You have three ideas:
- There is a specific set of five days, expressed by your 'the 5 days'
- The five days are consecutive, expressed by 'in a row'
- Employee A is called for all of those days, expressed by 'Employee A has a shift planned for each of'—observe that 'every' may not be used here because unlike 'each' it is never used as a substantive, only as an adjective. You may say, as @CoolElf points out, 'every one of', or you may say as I do 'all of', but not 'every of'.
The awkwardness arises from your use of 'in a row'. You treat this as an adjectival phrase modifying 'the 5 days', and this is entirely proper.
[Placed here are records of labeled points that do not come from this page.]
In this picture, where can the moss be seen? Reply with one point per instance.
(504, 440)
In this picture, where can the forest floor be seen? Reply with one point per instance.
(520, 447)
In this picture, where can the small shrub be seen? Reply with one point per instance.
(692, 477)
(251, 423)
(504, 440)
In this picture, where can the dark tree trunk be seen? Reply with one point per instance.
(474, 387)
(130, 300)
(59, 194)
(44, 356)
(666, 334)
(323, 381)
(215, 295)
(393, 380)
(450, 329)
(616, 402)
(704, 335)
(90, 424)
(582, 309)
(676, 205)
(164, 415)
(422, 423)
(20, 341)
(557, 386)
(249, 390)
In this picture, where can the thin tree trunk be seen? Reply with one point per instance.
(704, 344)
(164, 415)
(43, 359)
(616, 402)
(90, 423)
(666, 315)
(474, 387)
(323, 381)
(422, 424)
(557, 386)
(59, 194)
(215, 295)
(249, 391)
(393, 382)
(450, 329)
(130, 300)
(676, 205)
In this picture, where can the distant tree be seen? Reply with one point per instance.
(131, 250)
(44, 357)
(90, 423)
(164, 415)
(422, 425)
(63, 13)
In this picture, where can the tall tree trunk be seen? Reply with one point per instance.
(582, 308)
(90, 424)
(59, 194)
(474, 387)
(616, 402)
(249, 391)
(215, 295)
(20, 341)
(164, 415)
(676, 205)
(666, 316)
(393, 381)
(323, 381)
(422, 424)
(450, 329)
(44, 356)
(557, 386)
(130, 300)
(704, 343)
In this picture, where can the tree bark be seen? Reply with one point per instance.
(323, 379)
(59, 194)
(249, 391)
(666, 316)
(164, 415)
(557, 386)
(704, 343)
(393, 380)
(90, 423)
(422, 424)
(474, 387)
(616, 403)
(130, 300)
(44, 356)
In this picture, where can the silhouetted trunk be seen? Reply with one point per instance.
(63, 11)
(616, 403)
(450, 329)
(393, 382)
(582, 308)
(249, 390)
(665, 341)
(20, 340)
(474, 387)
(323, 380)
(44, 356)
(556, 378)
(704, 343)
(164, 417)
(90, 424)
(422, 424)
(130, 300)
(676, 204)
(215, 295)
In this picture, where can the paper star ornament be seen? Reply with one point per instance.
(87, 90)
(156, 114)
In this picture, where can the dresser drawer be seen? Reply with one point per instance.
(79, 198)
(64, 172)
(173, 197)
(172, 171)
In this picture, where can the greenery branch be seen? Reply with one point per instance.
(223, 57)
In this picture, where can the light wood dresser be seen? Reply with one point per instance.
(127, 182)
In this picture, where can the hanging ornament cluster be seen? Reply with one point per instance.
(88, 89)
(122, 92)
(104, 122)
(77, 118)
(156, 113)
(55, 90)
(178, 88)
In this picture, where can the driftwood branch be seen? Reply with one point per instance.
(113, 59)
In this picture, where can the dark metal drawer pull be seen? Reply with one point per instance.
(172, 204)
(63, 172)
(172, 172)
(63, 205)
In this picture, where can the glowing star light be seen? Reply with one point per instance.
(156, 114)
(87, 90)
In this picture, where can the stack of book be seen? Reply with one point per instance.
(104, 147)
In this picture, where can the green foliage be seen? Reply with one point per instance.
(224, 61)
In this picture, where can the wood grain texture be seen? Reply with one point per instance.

You've covered ideas 1 and 2.
However: there is a competing, and I should guess more common, use of '# Y in a row' as an adverbial phrase—'He went to church 5 Sundays in a row'. This use embraces both idea 2 and idea 3. If you say 'Employee A is called for 5 days in a row', 'each' or 'all' is redundant. But: this use does not accommodate idea 1 gracefully—its intension is consecutivity (idea 3) and comprehension (idea 2), and 'for the 5 days in a row' just isn't English idiom.
So you're presenting your reader with two competing parsings of 'in a row'. What you need to do is either replace 'in a row' as your lexicalization of idea 2 or eliminate the second parsing by displacing idea 1. Which you choose depends on where you want to put your focus. Your 'the' implies that the date in question has already been specified, so something like one of these:
- Employee A has a shift planned for all of these five consecutive days.
- Employee A has a shift planned for five days in a row at this time.